Même les politiciens du camp politique opposé à Nassib Lahoud lui ont rendu un vibrant hommage. Le député Anouar el-Khalil, bloc du chef du Parlement Nabih Berry, a salué « un homme au discours calme et positif, dont le Liban a besoin dans son approche des causes nationales ». « Le Liban, dans toute sa diversité politique, a perdu un homme qui a toujours su rester positif dans son approche de la vie publique, même quand il traitait avec un camp opposé au sien », a-t-il dit.

Le député Nehmé Tohmé, du bloc de la Lutte nationale, a vu en Nassib Lahoud « un homme qui avait la stature d’un homme d’État probe ». « Comme nous avons besoin de ses pareils en ces circonstances si graves ! » a-t-il ajouté.

Le député Antoine Zahra, bloc des Forces libanaises (FL), a déploré la disparition d’« un grand homme, l’un de ceux capables de mener le pays vers un État démocratique et transparent ». Pour sa part, le mouvement estudiantin des FL a salué l’honnêteté de Nassib Lahoud « qui a choisi de mettre en suspens ses affaires personnelles au Liban dès qu’il a été élu au Parlement ». Selon les étudiants FL, « Nassib Lahoud a représenté par excellence les ambitions des forces du 14 Mars pour la construction d’un État fort ».

La Ligue maronite a regretté « la disparition d’un véritable homme d’État ». « Il a pratiqué la politique avec transparence et droiture », tout en « restant proche des préoccupations du peuple ». « Le Liban a perdu un de ses piliers, et un de ses symboles nationaux les plus purs », poursuit le communiqué.

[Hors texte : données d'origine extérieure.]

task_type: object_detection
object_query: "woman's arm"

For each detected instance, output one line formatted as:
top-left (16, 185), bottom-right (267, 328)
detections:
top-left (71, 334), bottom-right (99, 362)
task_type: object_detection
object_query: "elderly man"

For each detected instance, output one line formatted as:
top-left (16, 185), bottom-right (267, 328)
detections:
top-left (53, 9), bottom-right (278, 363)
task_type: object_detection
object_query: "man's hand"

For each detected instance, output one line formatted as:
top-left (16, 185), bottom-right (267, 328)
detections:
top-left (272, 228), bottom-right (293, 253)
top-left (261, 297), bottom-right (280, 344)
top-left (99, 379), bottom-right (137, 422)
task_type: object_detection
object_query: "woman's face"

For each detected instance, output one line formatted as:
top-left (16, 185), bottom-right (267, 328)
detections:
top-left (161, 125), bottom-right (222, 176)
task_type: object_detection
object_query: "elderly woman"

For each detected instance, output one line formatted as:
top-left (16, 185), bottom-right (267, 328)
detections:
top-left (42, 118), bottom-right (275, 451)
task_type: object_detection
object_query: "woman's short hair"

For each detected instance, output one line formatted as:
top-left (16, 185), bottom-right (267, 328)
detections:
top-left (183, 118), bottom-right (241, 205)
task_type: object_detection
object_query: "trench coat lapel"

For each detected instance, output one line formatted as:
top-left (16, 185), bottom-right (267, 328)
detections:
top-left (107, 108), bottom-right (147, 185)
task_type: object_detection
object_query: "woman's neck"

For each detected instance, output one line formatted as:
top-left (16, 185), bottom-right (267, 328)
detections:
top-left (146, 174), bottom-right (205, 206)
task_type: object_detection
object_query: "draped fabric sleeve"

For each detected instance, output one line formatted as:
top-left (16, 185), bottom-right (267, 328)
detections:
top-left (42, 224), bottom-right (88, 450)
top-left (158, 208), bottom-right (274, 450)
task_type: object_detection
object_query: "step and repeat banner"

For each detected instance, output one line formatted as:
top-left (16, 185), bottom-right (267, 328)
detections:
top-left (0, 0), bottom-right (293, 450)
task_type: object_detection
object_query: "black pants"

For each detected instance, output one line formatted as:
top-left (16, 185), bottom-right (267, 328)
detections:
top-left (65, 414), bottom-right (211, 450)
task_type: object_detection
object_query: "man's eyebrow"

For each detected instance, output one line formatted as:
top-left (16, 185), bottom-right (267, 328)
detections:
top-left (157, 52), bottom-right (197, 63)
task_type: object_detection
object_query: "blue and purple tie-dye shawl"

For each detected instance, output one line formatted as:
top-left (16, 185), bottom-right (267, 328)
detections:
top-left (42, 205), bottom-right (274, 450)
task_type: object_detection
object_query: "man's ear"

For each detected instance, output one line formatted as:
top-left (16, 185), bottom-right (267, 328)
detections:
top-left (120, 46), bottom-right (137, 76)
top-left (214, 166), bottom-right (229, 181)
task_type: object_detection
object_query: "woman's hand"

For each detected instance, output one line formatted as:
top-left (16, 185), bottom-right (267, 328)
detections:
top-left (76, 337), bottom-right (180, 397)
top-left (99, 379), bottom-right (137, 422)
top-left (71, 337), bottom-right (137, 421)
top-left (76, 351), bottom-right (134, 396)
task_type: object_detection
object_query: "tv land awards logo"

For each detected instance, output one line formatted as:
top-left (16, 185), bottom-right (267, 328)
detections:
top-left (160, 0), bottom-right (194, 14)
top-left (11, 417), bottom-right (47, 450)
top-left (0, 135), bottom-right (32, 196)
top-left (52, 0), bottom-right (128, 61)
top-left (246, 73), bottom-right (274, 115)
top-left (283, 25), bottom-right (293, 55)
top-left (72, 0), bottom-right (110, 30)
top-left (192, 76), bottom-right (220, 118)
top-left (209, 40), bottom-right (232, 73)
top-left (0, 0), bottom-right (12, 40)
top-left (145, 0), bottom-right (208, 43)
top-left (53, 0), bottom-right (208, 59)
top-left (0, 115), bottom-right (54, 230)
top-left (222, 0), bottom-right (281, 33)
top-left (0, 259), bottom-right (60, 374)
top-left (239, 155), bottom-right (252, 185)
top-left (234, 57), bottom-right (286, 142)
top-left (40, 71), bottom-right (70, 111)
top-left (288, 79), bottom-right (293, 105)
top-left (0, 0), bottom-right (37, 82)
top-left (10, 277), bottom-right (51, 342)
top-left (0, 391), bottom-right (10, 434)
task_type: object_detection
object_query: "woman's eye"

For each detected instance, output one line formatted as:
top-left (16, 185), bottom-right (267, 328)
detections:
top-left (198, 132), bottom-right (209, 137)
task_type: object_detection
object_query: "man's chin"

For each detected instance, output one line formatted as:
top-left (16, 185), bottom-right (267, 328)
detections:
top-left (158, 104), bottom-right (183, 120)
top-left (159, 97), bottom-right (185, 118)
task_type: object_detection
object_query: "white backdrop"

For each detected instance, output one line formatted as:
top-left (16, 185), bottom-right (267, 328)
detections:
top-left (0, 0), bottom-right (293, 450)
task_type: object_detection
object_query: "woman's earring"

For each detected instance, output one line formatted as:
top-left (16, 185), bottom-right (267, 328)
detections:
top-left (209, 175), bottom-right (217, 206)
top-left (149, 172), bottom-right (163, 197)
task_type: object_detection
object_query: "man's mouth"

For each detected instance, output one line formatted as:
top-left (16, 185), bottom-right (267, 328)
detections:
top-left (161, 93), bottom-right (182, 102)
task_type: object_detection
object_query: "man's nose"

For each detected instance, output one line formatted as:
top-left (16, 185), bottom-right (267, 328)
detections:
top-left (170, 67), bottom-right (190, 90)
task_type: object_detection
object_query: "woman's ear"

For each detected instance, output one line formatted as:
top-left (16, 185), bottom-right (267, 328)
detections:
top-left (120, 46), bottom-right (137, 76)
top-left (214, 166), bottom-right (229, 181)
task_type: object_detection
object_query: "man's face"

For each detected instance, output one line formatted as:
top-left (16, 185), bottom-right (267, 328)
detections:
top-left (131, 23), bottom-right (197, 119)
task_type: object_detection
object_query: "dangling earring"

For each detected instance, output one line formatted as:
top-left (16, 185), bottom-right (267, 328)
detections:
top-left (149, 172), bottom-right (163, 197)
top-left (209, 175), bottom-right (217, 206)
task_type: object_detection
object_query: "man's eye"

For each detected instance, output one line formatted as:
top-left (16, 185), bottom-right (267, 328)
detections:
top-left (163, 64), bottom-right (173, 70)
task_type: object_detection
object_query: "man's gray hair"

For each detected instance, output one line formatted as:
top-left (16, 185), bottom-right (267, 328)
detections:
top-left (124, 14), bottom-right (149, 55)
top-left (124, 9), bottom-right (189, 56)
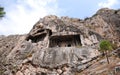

Enfin, le mouvement de la Gauche démocratique a déploré « la perte d’un leader politique responsable, qui ressemble au peuple et se soucie de ses préoccupations ».

Les funérailles de l’ancien député et ministre seront célébrées aujourd’hui samedi, à 12h, en la cathédrale Saint-Georges des maronites au centre-ville de Beyrouth.